Consider this year’s Oscar nominees. The winner was Inside Job, Charles Ferguson’s sharp, fascinating dissection of the economic crisis. As of this writing, it has taken in $4 million and will likely make more, post-Oscars. But after that, only Exit Through the Gift Shop, centering on mysterious guerilla artist Banksy and Restrepo, a powerful look at American soldiers in one of the most dangerous part of Afghanistan, drew audiences in theaters, taking in $3.3 million and $1.5 million respectively. GasLand and Waste Land, the other nominees, were relegated to mostly festival screenings throughout the country. Meanwhile, Waiting for “Superman,” Academy Award-winner Davis Guggenheim’s look at the problems of American education, was easily the biggest doc moneymaker of 2010, taking in about $7 million, but surprisingly passed over for an Oscar nomination.
Each month, several worthy docs are issued, many of which were bypassed by America’s theaters (except for maybe New York or L.A. or another major city or two).
Consider two recent docs, both well worth your time. Orgasm Inc., coming to DVD late this spring, is not a porn movie, although it involves a business specializing in female pleasure. In this case, the business is Vivus, a small pharmaceutical company whose principals really want to be the first to come out with a female version of Viagra for female sexual dysfunction. The film tells us that 43% of women suffer from the problem, although the healthcare industry doesn’t recognize it. At the same time, ads for medicine to help male sexual dysfunction are plentiful on TV, on radio and in magazines.
Orgasm Inc. director Liz Canner chronicles her own experiences regarding this problem in the high-stakes world of Big (and not-so Big) Pharma. She gets a job editing erotic videos for Vivus, and at the same time, the company provides her access to chronicle their development of the drug. While Vivus and its competitors’ aim seems true—at least at first—Canner eventually discovers that there is no altruism when millions are at stake. Shot for the most part with a handheld camera on digital video and featuring some whimsical (but obviously non-Pixar level) computer animation, the film’s rawness adds to its immediacy, and makes it even more powerful in its revelations regarding Canner’s employers and their industry.
Marwencol has something to do with sex, too, although you wouldn’t guess it after watching most of the film.
The movie, which netted just shy of $100,000 in limited engagements, tells of Mark Hogencamp, a man in his late thirties, who received serious physical and mental injuries as well as severe memory loss from a nasty bar fight in his hometown of Kingston, New York. After covering his counseling for a few months, Hogencamp’s health insurance provider cut off his mental help, and forced him to find a unique way to deal with his problems. What he chose is, frankly, amazing. Outside of his trailer home, Hogencamp built a small-scale World War II-era town, dubbed it “Marwencol,” and populated it with dolls that act out various scenarios of his conception.
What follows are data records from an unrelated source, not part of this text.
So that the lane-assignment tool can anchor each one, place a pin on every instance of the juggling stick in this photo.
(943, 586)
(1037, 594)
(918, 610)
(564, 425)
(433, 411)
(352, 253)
There are Allied soldiers, SS officers, town residents and even cat-fighting women. Many have their own detailed backstories concocted by Hogencamp and several are alter-egos of people in his life, be it a married neighbor he’s attracted to, his boss at the restaurant where he works part-time, or himself. Hogencamp also deals with his emotions by staging bloody fights, having the SS officers and soldiers share some beers on occasion, and plotting out dramatic situations among the tiny associates who appear all-too-real to him.
Hogencamp took photos on a regular basis of the fictional but incredibly detailed dramas of the doll residents of Marwencol. Eventually, the photos made their way to an art journal that leads to an opportunity for Hogencamp to reveal himself and his “art” in a New York City gallery showing. What prompted the vicious beating of Hogencamp is not revealed until towards the film’s end, and it’s a stunner.
Thanks to fine, subtle work by first-time filmmaker Jeff Malmberg, who shot the film in digital video and Super 8mm, viewers will feel like a fly on the wall when they enter the fascinating world Hogenberg has created. Marwencol is not only a unique character study, but a film that raises questions about the health care system and the nature of art and obsession.
It is well worth seeking out just to say you’ve met Mark Hogencamp, up-close and personal.